This research note provides an overview of business corruption in China, placing it in a context that takes into account various political, economic, legal and cultural elements. More specifically, it examines corporate ownership and structure in China, identifies sources of corruption, and analyses the impact of corruption on the country's social and economic stability. The note closes with a set of recommendations for countering business corruption in China.

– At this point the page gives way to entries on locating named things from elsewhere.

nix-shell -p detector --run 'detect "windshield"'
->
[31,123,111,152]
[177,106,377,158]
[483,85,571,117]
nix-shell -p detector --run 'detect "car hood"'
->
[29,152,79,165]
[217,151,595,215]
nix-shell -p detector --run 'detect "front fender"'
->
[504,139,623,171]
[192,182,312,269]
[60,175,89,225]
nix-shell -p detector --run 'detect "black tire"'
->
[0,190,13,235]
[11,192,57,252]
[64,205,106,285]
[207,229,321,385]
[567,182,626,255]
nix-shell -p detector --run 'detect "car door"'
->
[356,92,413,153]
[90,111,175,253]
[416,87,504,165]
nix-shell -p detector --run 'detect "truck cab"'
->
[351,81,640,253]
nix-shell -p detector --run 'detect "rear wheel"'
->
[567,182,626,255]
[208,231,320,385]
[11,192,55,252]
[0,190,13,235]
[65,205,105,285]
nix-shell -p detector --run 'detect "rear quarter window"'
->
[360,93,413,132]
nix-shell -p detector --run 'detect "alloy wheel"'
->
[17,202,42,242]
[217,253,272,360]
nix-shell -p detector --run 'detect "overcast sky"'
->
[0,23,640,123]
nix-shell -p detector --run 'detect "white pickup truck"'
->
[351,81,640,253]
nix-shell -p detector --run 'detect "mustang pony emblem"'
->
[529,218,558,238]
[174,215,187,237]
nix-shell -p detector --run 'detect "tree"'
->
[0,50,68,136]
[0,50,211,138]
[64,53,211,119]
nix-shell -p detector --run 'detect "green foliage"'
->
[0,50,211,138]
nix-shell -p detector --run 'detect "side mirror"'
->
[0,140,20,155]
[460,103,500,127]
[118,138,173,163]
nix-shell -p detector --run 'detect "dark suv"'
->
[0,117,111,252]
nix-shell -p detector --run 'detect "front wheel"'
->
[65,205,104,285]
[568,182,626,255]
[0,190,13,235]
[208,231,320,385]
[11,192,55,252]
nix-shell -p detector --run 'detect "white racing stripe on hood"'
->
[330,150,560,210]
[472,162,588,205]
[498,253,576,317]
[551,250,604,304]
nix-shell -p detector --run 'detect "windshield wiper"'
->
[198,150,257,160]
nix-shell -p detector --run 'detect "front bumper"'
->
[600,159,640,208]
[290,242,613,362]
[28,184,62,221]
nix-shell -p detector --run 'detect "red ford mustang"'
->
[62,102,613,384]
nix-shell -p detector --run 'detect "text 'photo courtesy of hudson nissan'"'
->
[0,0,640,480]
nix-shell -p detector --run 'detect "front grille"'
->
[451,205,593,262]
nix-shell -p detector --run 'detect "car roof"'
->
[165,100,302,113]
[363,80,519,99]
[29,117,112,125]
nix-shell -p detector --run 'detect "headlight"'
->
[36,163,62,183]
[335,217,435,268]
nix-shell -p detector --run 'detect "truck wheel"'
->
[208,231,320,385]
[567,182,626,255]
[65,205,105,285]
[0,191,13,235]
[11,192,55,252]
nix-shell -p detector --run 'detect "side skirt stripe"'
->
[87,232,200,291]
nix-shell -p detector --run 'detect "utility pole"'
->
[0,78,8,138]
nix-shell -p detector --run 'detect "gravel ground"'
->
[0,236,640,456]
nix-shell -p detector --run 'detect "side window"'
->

Corporate Ownership and Structure in China

Following widespread embrace of the values of a socialist market economy, it was decided in 1997 by the 15th National Congress of the Communist Party of China that the reform to a modern enterprise system should be accelerated. This was enacted through transformation of large and medium SOEs into corporations because their present structure was believed to have hindered China's economic performance.1 The ownership rights of SOEs were exercised by administrative departments of different levels of government, which meant that the true owners of SOEs, ie, the state or "the people as a whole", had no opportunity to use stock market mechanisms or to have a real presence in the decision-making organ, resulting in a system of governance that was impotent by modern corporate standards.2
1 Wei, Yuwa (2003) "An Overview of Corporate Governance in China", Syracuse Journal of International Law and Commerce, 30(1): 23-48.
2 Ibid. The mechanism of modern corporate governance where shareholders with limited liability are the principals and the board and management of the company act as their agents remains the orthodoxy of their legal form.